Monday, February 22, 2010

I copied this from a friend's blog! Love it.

There isn't one part of this list I don't agree with
Grief List


1. First and foremost TALK about the loved one who's passed. Even if it uncomfortable at first, it will become easier.

2. If you didn't know the person at all or very well, ask to hear about them and learn of them through stories.


3. Don't ever put a time line on someone's grief.


4. Saying things like, "They are in a better place," or "This too shall pass..." really isn't comforting. It makes the bereaved feel like the place they had with them wasn't good or that the pain will go away eventually.


5. If you don't know what to say, just say, "I'm SO sorry you have to go through this."


6. If the person needs to analyze the circumstances surrounding the death, let them just talk and rehash anything as many times as they need to.


7. Don't assume they are ever "better." It never gets better and will be a part of them for the rest of their lives.


8. Don't underestimate how frazzled, absent minded & spacey grief can make you.


9. Pamper them if you have means. Retail Therapy works great! So did pedicures and getting my hair done, I felt awful on the inside, at least I could try to feel good about me on the outside.


10. Love notes. Emails. Thinking of You cards. Thinking of the bereaved person cards.


11. Do not, I stress Do not get offended if your loved one doesn't answer his/her phone or return your calls. Don't assume that they don't appreciate your effort.
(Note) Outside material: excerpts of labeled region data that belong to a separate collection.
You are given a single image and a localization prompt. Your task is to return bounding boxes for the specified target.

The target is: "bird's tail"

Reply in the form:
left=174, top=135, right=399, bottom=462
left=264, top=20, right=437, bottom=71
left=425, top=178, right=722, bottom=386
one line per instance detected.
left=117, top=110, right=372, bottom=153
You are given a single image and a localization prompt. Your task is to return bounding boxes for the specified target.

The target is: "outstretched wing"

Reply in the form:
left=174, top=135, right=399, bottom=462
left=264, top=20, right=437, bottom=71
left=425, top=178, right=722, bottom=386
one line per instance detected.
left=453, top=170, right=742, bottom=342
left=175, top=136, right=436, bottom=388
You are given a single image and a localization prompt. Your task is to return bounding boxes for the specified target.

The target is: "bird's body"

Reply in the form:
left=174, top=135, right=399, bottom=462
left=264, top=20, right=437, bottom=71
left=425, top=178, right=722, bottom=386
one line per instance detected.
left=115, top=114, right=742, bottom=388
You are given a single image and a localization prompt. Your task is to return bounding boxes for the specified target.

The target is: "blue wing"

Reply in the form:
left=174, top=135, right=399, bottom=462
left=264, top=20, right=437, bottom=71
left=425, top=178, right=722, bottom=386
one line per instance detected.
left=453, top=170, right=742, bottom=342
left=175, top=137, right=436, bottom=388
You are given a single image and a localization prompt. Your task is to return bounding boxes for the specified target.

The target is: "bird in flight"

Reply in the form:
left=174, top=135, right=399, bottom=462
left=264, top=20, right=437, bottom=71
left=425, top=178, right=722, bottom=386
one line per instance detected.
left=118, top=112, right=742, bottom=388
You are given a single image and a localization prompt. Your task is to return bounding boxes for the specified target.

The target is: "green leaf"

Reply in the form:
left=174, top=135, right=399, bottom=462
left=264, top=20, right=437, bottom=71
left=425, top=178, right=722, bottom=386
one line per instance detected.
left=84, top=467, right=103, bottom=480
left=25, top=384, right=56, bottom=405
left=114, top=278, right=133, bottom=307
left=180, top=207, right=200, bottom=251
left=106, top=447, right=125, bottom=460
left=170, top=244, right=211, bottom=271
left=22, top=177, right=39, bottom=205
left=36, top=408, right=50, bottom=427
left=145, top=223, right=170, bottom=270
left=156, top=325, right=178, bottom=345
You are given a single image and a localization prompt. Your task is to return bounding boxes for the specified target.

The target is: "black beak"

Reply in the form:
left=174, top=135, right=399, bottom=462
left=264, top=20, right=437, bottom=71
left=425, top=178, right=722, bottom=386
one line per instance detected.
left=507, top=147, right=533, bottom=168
It's just that someone bereaved doesn't want to put on a "happy voice" and burden everyone with their grief.


12. Most bereaved people will not offer information on how they are doing unless they truly feel like youwant to know.


13. Validate.Validate.Validate. Please whatever you do, don't compare your loved ones loss to someone else’s' "harder loss". Every loss is hard. Comparing makes the person feel like they shouldn't struggle because it could be worse.


14. Serve. Even the littlest bit of service makes a huge impact.


15. Just make sure they know you love them. Be a shoulder to cry on.

7 comments:

Stock Family said...

It is great, isn't it? I found it on andrealarsen.blogspot.com. She lost an infant son. I added the "this too shall pass" and #14.

Kathleen said...

Amen!

Sheila said...

Oh, thankyou... thankyou !

You have hit ALL the nails directly on the head...

I've been on this unforseen, unexpected journey for 34 mos now... with losing my best-friend/hubby... & truly I treasure no phone calls, no e-mails, no visits from 99% of relatives & who we both thought were good friends.

Blessings to you & yours dear Sister... blessings !

Bri said...

So straight forward...love it! Makes it seem like being supportive to a grieving person isn't that hard...I think it just takes a little willingness to put yourself out there.
It's good that you've posted this, I think, Kelly. It helps give people some kind of reference about what you need and DO NOT need.

Katie said...

I agree with Bri. It's hard to know what the "right" thing to say/do/act as a person who wants to be a supporter, confidant, friend. Of course, there is no "right" way, but having a window into some general ideas of what helps and what doesn't is helpful. (Distance doesn't make it any easier.)

One thought - as a friend, I often don't know the right balance of #1/#2 (talking about the loved one and stories) and #12 (bereaved people will not offer unless they really want you to know)...do you (or your readers) have advice about this? I always want to ask about how you are and your thoughts about your grief - but I don't always know if that's what you want to talk about - or if you'd rather be talking about other things, different things. Thoughts?

Kelly said...

In responce to Katie,
I think, if you can, just bring it up. How many people tell me later they were thinking of the babies when we were together and never told me. I went off assuming they didn't remember or care. And now it's been months so it's weird to begin that conversation now. When people don't bring it up, usually I don't either. I have in the past, desperate to share this important part of my life with them, but now I don't. It feels degrading. Like trying to make my child important to someone who doesn't think it's important. Once the ice is broken, it's easy on my end to talk about it and bring it up. I will only do it with people who I think genuinely care.
I am curious about your actions or thoughts when you had your huge loss... don't want to bring it up here, but I would think you remember similar feelings or maybe even opposite feelings!? I would think you an expert in matters like this.

Annie said...

Hi - Just discovered your blog and have read through much of it. I can relate to so much of what you've written. So sorry for the losses you've suffered! I lost my babies to cord problems (two boys six months apart to hypercoiling and stricture) and was happy to see the blog your husband created to bring more attention to the issue. Thanks for sharing your story!